エンジンを中心として長年トヨタのエンジニアを務めてきた永井氏は、これまでのスーパーフォーミュラのシャシーの変遷について、「実は、エンジンだけでなく、自分はSF09からクルマの開発にも携わってきたのですが、その反省が生きています」と述懐する。その反省とは、具体的に何だったのだろうか。

「失敗がいっぱいあるんです、ハッキリ言うと。SF09の時の失敗は、重量が重くなってしまって、重量コントロールができなかったし、ダウンフォースの出方が唐突でした。ダウンフォースの絶対量にこだわったことで、速いけれども、ドライバーにとって決して乗っていて楽しいクルマではなかったんです。それはやっぱり、企画が甘かったんですね」

「その大反省が生きたのがSF14。根本に返って『フォーミュラって何なのか。クイック&ライトでしょう?』と。ドライバーが意のままに操れるクルマでしょう、と」

「自分が09の時に最大のショックを受けたのは、若いF3のドライバーが『別にSF09には乗りたくない』と言ったことなんです。普通ドライバーはステップアップしたがるじゃないですか。でも、『別に乗りたくない』と。それはもの凄く衝撃でした。自分たちが携わったクルマに乗りたくないって言われたら悲しいじゃないですか。そんなクルマを作るのに参画してしまった自分は、何を間違ったのかなって、すごく反省しました」

 この“失敗”により、「やっぱり基本としてドライバーに運転したいと思わせるクルマじゃないと、見ているお客さんも楽しくないんですよ」という認識に至ったという。

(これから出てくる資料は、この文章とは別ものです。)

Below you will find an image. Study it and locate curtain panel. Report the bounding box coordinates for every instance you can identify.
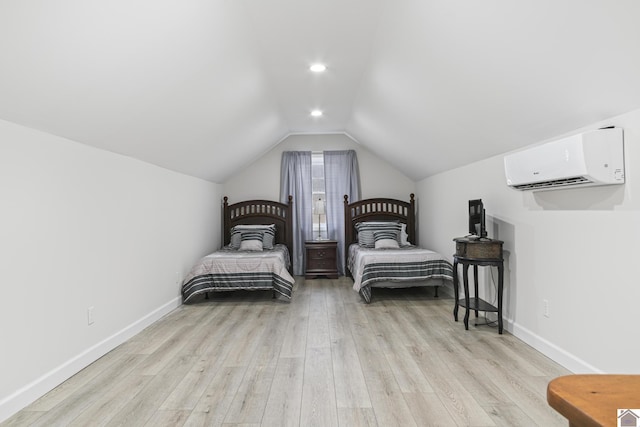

「それでみんなでコンセプトから練り上げたのが、SF14です。そのSF14にもすごく良かった点と足りなかった点がありました。ひとりで乗っている分にはすごく楽しいんです。でも、レースをする時には、やっぱり後ろに付けない。軽いですし、ひとりで走るには大正解なんですけど、レースするクルマとして見た時には足りない面があった」

「SF19に関してはデルタ的に動きましたし、ドライバーが『乗りたい』というクルマにできたのは大きなステップでしたね。そういう風にいろいろなクルマを見てきた中で、フォーミュラのあるべき姿というのはどうなのかなと考えて行くと、今回のクルマはだいぶ理想のフォーミュラに近づいたんじゃないかなと思います。まだ100%ではないんですけどね」

「環境を別にしても、音だったり、もっと軽くとか、やり残しはあります。時間とお金が許すのであればですけど(笑)、究極はまだまだ。でも、だいぶ理想の形には近づいたというか、大きくステップで動いた。まだテストだけですけど、バトルができて、さらにドライバーの腕がオーバーテイクでも発揮できるっていうのは、こういうクルマなのかなと思います」

 次世代車両がいつから正式導入されるのか、そしてどんなレースを見せてくれるのか。引き続き、注目していきたい。